“When you see something that is unjust, bigoted, prejudiced, divisive, patronizing, condescending, you speak out about it,” says actor and activist Judith Light. And when Light began to witness “the runaway train” that was the HIV/AIDS crisis of the 1980s and the homophobia simmering beneath the government’s apathy, she spoke up—and has never stopped.
Light always hoped that she would achieve a level of fame that would allow her a platform for greater good. Her parents raised her with a sense of duty to others—“there’s that word in [Hebrew] tzedakah, which means service,” she says.
Thirty years after One Life to Live and Who’s the Boss? and The Ryan White Story, nine years after her return to Broadway, and fresh off Transparent, the actor is, unequivocally, an ally for life. This year, the American Theatre Wing and the Broadway League recognized her with the Isabelle Stevenson Tony Honor for her commitment and service to the LGBTQ+ community and to those affected by HIV and AIDS. Though she has won two Tony Awards for her acting, she says she “can’t think of anything more glorious to be recognized by my artistic family with an award that speaks to service.”

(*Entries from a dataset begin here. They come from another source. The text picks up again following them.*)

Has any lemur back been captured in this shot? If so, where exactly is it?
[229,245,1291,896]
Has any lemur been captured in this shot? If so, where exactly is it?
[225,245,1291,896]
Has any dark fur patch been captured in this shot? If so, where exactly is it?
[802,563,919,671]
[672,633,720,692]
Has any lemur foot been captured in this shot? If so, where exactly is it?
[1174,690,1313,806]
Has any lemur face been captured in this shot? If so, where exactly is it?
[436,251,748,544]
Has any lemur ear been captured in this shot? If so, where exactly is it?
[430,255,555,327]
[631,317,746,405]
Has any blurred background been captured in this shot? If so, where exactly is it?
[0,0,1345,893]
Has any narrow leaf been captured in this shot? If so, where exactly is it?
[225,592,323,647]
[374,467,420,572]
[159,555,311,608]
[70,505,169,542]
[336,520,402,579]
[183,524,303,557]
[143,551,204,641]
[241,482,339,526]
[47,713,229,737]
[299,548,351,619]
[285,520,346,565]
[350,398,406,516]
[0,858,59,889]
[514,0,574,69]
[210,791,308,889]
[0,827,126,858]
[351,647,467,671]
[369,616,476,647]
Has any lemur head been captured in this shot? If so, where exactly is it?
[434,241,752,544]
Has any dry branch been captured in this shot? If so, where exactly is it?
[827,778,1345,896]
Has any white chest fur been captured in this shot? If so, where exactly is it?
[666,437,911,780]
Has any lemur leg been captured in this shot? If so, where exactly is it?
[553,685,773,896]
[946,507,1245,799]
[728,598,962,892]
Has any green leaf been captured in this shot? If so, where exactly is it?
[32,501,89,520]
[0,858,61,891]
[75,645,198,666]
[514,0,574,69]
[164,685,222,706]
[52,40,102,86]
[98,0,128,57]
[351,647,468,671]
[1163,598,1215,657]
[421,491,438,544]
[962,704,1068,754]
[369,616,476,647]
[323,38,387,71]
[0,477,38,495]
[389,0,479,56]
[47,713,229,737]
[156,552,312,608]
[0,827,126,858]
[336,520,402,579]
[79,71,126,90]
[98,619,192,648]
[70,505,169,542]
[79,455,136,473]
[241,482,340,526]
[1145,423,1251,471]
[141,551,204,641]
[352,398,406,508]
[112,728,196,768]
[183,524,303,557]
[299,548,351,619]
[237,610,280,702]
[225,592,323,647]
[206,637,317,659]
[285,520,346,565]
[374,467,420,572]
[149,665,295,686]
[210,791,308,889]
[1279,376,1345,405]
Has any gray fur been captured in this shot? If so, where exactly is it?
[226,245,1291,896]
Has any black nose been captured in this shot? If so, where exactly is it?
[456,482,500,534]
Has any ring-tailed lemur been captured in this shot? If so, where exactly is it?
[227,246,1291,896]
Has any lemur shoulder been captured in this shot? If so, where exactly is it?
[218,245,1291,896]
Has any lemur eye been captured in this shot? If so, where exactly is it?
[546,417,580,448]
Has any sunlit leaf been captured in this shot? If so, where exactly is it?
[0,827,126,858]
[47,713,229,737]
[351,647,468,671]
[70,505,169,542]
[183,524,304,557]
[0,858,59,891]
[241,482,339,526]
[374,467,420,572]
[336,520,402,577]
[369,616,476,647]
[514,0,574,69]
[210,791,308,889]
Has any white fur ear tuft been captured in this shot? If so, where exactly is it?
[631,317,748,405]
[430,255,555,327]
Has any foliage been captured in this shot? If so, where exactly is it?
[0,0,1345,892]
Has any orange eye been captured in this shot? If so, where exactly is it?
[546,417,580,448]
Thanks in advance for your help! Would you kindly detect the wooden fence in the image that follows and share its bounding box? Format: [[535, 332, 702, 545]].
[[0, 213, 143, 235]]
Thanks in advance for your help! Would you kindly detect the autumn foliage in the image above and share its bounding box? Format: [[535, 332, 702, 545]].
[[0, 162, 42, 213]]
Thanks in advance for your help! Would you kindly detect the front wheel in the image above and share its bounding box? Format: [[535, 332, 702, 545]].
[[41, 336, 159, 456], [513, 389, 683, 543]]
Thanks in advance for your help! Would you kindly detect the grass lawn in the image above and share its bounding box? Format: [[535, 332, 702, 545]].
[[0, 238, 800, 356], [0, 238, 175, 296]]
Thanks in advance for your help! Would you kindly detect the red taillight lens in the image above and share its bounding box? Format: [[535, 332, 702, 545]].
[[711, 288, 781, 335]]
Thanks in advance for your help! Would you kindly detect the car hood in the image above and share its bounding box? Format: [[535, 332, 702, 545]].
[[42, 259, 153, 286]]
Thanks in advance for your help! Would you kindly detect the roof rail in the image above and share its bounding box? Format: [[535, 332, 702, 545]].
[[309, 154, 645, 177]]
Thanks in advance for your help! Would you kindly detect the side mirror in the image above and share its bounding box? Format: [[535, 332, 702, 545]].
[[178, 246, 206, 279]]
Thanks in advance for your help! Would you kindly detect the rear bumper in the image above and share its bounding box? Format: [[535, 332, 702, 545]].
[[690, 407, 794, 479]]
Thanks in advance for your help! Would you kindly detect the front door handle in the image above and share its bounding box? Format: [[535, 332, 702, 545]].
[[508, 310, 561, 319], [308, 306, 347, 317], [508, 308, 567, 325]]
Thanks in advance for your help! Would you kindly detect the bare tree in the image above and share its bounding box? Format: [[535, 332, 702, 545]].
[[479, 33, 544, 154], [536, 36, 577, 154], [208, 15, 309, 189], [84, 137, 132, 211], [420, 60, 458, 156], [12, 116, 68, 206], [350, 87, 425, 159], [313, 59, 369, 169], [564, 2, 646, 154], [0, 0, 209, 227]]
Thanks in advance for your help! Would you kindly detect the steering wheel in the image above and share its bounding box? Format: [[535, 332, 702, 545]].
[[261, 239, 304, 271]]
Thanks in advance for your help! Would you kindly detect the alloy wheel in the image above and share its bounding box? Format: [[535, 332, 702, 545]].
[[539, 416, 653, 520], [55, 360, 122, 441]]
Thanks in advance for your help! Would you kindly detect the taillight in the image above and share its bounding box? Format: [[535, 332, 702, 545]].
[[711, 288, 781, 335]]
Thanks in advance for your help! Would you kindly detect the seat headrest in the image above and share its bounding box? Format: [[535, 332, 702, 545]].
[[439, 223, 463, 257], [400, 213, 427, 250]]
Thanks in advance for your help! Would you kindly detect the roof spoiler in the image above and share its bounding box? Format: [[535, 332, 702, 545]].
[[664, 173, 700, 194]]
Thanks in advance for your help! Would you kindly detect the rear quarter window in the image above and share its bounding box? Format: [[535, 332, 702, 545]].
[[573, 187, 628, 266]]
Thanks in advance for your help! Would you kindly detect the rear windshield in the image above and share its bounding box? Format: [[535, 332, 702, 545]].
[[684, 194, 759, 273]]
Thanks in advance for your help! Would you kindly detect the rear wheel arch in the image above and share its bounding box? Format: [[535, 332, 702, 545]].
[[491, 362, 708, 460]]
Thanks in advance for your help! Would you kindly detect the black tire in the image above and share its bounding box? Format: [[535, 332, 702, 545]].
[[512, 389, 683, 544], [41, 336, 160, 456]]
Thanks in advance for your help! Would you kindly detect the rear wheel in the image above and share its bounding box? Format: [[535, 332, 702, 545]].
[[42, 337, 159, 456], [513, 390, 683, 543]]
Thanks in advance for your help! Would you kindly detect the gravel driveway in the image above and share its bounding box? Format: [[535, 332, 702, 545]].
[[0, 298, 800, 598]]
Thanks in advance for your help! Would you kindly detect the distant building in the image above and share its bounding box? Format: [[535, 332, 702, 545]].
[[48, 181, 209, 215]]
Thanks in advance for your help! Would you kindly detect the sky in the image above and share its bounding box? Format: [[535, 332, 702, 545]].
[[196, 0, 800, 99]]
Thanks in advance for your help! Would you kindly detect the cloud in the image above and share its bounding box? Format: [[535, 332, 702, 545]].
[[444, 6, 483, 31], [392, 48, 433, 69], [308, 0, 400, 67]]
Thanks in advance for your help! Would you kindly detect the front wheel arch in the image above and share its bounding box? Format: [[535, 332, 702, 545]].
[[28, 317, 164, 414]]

Light is the emblem of reverence for the cause when she leads the moment of silence at Broadway Cares/Equity Fights AIDS’ Red Bucket Follies each year. “It’s one of the singularly most important things that I ever do—and that [BC/EFA Executive Director] Tom Viola asks me to do it every year is a real honor,” she says through tears.
“It’s the having lived through it,” she continues. “Nobody was a victim. They didn’t say, ‘The government isn’t giving us anything.’ They were like, ‘We will do our own. We will feed our own. We will take care of our own.’” Every time she speaks out, she brings her memories—of tragedy and pride—and they commandeer the whole of her feeling.
“It is my honor to remember with everyone and to hold the space,” she says. “It is a very sacred moment for me.”
But Light offers more than a moment. She marched on Washington, she rode her bike from San Francisco to Los Angeles for the 1995 California AIDS Ride (“the hardest thing I’ve ever done”). “When something is essential, you find the time,” she says simply. “You can’t just talk about this stuff. If you don’t put it into action, it doesn’t really count for much.”
Her energy for activism never wanes because the community itself fuels her. “The community was always my inspiration,” she says. “You watch people who are dying, whose parents have disowned them, and you watch them own themselves. You watch Larry Kramer put together the Gay Men’s Health Crisis. You watch Broadway Cares/Equity Fights AIDS and you see what these people do. … There is a quality of substance and authenticity.
“They are our leaders,” she says. “They are teaching us how to be.”
And Light is teaching us how to serve.